- Title card
- Directed by: Tex Avery
- Story by: Heck Allen
- Produced by: Fred Quimby
- Starring: Tex Ritter Tex Avery June Foray
- Narrated by: Tex Ritter
- Music by: Scott Bradley
- Animation by: Walt Clinton Michael Lah Ray Patterson Grant Simmons
- Layouts by: Ed Benedict (uncredited)
- Backgrounds by: John Didrik Johnsen
- Color process: Technicolor
- Production company: MGM cartoon studio
- Distributed by: MGM
- Release date: September 30, 1955;
- Running time: 6 min (one reel)
- Language: English

= The First Bad Man =

The First Bad Man is an American animated cartoon directed by Tex Avery, and features narration by singing cowboy Tex Ritter.
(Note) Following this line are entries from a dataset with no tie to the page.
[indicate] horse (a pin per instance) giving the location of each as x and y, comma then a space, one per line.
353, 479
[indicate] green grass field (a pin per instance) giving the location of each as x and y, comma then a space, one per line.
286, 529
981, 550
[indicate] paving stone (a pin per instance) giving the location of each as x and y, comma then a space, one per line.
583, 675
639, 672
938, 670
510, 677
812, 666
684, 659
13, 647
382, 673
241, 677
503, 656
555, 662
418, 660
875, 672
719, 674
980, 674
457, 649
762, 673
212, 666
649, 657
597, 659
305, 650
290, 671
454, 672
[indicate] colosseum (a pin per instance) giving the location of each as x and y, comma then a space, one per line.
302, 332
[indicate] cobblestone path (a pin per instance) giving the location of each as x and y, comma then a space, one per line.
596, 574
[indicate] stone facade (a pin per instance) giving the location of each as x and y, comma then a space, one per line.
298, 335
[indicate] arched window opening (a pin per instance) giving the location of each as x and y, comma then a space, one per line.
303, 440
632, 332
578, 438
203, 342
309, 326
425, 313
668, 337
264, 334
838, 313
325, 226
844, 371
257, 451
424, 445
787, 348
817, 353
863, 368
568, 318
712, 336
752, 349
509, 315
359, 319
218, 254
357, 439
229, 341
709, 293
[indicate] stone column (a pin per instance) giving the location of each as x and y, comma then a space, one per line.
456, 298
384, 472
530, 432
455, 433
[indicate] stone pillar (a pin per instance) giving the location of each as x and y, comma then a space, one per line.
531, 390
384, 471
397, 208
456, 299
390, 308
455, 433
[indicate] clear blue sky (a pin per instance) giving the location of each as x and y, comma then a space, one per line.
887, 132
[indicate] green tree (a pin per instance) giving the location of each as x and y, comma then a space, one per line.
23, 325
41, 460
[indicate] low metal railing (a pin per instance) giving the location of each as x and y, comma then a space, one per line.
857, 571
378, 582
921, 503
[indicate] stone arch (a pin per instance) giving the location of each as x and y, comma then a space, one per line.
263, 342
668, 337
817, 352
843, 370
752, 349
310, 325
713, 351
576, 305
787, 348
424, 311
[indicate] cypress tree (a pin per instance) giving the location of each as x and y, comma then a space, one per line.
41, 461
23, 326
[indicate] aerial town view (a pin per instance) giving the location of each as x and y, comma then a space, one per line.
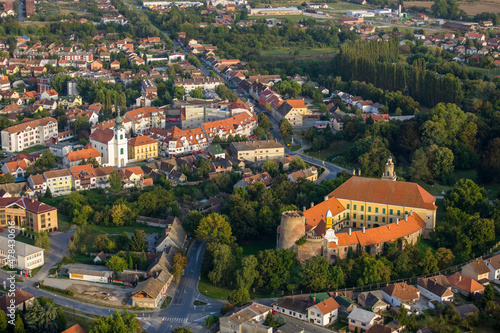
249, 166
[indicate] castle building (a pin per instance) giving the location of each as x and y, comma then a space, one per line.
111, 144
374, 211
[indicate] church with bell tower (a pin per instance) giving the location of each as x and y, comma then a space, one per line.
111, 144
389, 173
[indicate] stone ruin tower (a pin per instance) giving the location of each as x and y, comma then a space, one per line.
292, 228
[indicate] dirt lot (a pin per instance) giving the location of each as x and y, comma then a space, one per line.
102, 295
492, 6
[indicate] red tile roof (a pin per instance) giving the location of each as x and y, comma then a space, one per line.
405, 194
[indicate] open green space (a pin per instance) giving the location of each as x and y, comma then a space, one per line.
299, 54
74, 318
337, 148
254, 247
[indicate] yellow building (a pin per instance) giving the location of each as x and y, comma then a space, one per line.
30, 213
371, 202
142, 148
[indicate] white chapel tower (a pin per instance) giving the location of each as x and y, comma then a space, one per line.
120, 143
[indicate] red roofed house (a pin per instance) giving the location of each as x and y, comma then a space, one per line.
15, 168
84, 177
324, 313
465, 285
74, 158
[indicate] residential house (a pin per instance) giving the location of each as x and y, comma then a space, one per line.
346, 305
264, 178
142, 148
464, 284
29, 134
15, 168
436, 288
37, 183
372, 301
59, 182
76, 157
477, 270
400, 293
493, 264
309, 174
257, 151
323, 313
173, 235
84, 177
363, 320
248, 319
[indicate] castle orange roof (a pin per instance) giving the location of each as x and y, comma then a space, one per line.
405, 194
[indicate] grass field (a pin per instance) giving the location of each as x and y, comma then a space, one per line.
492, 6
258, 245
299, 54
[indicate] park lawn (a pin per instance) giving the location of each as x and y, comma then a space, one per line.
73, 319
254, 247
303, 54
337, 148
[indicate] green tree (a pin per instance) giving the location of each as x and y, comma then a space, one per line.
179, 265
224, 266
19, 325
429, 263
215, 228
239, 296
40, 318
138, 242
101, 243
61, 319
467, 196
285, 128
117, 323
116, 263
442, 166
315, 273
3, 321
42, 240
248, 272
115, 183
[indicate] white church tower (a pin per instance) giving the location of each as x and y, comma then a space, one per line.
120, 143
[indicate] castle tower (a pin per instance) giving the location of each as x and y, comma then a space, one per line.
328, 220
120, 143
292, 228
389, 172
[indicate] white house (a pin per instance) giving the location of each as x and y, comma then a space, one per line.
111, 144
493, 264
436, 288
324, 313
26, 257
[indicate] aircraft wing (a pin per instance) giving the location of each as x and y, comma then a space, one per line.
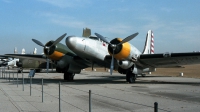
39, 57
168, 59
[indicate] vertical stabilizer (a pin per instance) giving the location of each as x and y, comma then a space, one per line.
35, 51
86, 32
15, 50
149, 44
23, 51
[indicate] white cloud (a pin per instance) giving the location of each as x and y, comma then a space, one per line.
66, 3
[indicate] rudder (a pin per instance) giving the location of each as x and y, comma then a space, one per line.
149, 44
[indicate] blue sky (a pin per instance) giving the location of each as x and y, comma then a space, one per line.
175, 23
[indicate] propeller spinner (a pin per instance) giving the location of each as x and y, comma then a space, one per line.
114, 46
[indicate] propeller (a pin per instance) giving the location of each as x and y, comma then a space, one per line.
114, 46
48, 47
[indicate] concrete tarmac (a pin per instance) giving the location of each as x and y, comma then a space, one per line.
110, 93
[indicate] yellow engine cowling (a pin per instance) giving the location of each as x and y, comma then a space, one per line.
122, 51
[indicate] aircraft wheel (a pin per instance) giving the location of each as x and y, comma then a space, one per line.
143, 75
69, 76
37, 70
19, 71
130, 77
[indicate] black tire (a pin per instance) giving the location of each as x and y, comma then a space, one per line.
130, 77
143, 75
69, 76
37, 70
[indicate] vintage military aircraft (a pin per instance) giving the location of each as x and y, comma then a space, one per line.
25, 63
118, 54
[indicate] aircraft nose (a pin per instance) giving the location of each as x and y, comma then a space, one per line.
71, 42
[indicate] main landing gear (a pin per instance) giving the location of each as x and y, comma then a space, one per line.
69, 76
130, 77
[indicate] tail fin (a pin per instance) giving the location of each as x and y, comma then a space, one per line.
35, 51
149, 44
86, 32
23, 51
15, 50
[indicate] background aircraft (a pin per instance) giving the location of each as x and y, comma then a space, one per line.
118, 54
25, 63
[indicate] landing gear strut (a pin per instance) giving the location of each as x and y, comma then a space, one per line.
130, 77
69, 76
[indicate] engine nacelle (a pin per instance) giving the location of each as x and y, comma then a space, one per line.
63, 62
19, 64
125, 64
149, 70
57, 51
137, 70
123, 51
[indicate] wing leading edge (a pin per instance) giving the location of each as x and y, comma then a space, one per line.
168, 59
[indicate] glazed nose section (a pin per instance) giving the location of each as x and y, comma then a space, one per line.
71, 42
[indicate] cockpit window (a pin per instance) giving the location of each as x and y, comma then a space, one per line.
94, 38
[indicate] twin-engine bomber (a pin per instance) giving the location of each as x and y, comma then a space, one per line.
117, 54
It was released by MGM on September 30, 1955.

==Plot==
An unnamed narrator tells a story about the history of Texas set one million years ago, when Dinosaur Dan, the eponymous villain, terrorized the state. He rustles all the cattle (brontosaurs with the heads of Texas longhorns), and runs off with all the pretty women. The primitive Texans finally corner Dan in his mountain hideout, and cleverly chisel away the outer rock, leaving behind a small rock jail with Dan inside. The final scene shows the jail still standing in modern-day Dallas, and reveals that the narrator is really Dinosaur Dan, still in jail and sadly asking: "When are y'all gonna let me out of here?"

==Voice Cast==

- Tex Ritter as The Narrator (Dinosaur Dan) / Caveman # 1
- June Foray as Nagging Cavewoman (uncredited)
- Tex Avery as Caveman # 2 (uncredited)

==Notes==
- Ed Benedict provided uncredited layout designs for this cartoon. Benedict would later work for Hanna-Barbera Studios (which was started by MGM alumni William Hanna and Joseph Barbera), where he would use some of the caveman designs from this cartoon as the basis for characters in The Flintstones.
- The Wacky World of Tex Avery used this short as the primary inspiration for Einstone, one of the show's characters.